Поначалу может показаться, что записи в трилогии хаотичны, не отточены по форме, не закончены по мысли. Но такое впечатление обманчиво. Василий Васильевич мог писать «без читателя», «без морали», но не мог забыть главного — интимности высказывания и мастерства слога. «Не всякую мысль можно записать, — говорил он, — а только если она музыкальна» (226). 28 марта 1916 г. он отмечает в «Мимолетном»: «Я не всякую мысль, которая мелькнула, записываю. Вышла бы каша…» [449]
448
Письма В. В. Розанова к Э. Голлербаху. С. 53.
449
ГЛМ. Ф. 362. Ед. хр. 29. Л. 100.
Соотношение личного и общезначимого он выразил в письме Голлербаху в августе 1918 года: «На самом деле человеку и до всего есть дело, и — ни до чего нет дела. В сущности, он занят только собою, но так особенно, что, занимаясь лишь собою, — и занят вместе целым миром. Я это хорошо помню, и с детства, что мне ни до чего не было дела.

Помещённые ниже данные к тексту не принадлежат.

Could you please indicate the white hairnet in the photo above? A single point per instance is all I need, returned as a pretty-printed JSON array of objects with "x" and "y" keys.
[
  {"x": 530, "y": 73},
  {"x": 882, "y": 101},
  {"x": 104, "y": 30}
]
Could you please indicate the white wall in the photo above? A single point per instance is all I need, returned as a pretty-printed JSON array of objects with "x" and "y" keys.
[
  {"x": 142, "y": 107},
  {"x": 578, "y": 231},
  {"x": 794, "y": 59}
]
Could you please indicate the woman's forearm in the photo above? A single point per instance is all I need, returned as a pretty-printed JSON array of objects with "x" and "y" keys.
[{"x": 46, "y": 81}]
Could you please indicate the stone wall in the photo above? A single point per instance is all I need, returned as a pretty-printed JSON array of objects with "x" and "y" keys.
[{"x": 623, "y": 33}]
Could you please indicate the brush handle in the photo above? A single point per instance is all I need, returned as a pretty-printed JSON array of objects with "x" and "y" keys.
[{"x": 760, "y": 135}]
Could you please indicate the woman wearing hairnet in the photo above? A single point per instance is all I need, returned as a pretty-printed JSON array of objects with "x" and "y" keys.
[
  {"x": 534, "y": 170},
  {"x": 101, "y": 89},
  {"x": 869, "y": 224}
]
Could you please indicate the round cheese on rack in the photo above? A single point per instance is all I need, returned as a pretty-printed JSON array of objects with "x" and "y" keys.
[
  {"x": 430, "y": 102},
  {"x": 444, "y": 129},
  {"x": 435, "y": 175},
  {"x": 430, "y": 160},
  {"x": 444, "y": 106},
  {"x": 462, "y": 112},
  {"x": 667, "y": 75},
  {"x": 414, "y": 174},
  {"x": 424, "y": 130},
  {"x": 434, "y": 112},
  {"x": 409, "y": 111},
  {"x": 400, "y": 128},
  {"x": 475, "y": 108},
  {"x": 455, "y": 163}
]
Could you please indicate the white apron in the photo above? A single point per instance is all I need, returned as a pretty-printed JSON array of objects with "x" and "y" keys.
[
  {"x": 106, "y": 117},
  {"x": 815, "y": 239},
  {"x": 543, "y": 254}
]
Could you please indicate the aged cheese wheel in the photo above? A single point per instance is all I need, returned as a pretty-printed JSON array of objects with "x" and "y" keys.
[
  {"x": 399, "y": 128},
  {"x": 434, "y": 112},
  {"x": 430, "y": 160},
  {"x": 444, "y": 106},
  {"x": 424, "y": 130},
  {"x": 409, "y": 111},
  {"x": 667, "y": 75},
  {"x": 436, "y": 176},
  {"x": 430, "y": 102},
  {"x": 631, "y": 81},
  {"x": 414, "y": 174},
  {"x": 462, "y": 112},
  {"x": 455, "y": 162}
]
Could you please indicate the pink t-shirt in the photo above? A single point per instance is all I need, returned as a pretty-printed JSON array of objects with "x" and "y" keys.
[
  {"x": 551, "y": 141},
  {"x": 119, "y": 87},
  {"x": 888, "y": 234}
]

И как-то это таинственно и вполне сливалось с тем, что до всего есть дело. Вот по этому-то особенному слиянию эгоизма и безэгоизма — „Оп. листья“ и особенно удачны» [450] .
450
Письма В. В. Розанова к Э. Голлербаху. С. 54.
Василий Васильевич утверждал: «Лучшее „во мне“ (соч.) — „Уединенное“. Прочее все-таки „сочинения“, я „придумывал“, „работал“, а там просто — я» [451] .
Книга эта написана «в глубокой тоске как-нибудь разорвать кольцо уединения… Это именно кольцо, надетое с рождения. Из-за него я и кричу: вот что здесь, пусть — узнают, если уже невозможно ни увидеть, ни осязать, ни прийти на помощь. Как утонувший, на дне глубокого колодца, кричал бы людям „там“, „на земле“» (97). И наряду с этим он трижды повторяет: «Умей искать уединения, умей искать уединения, умей искать уединения» (163).
451
Там же. С. 14.
Историю возникновения «Уединенного» Розанов рассказал в «Опавших листьях»: «Собственно мы хорошо знаем— единственно себя. О всем прочем — догадываемся, спрашиваем. Но если единственная „открывшаяся действительность“ есть „я“, то, очевидно, и рассказывай об „я“ (если сумеешь и сможешь). Очень просто произошло „Уед.“» (163).
«Почему я издал „Уедин.“? — спрашивает себя Василий Васильевич и отвечает — НУЖНО. Точно потянуло чем-то, когда я почти автоматично начал нумеровать листочки и отправил в типографию» (203).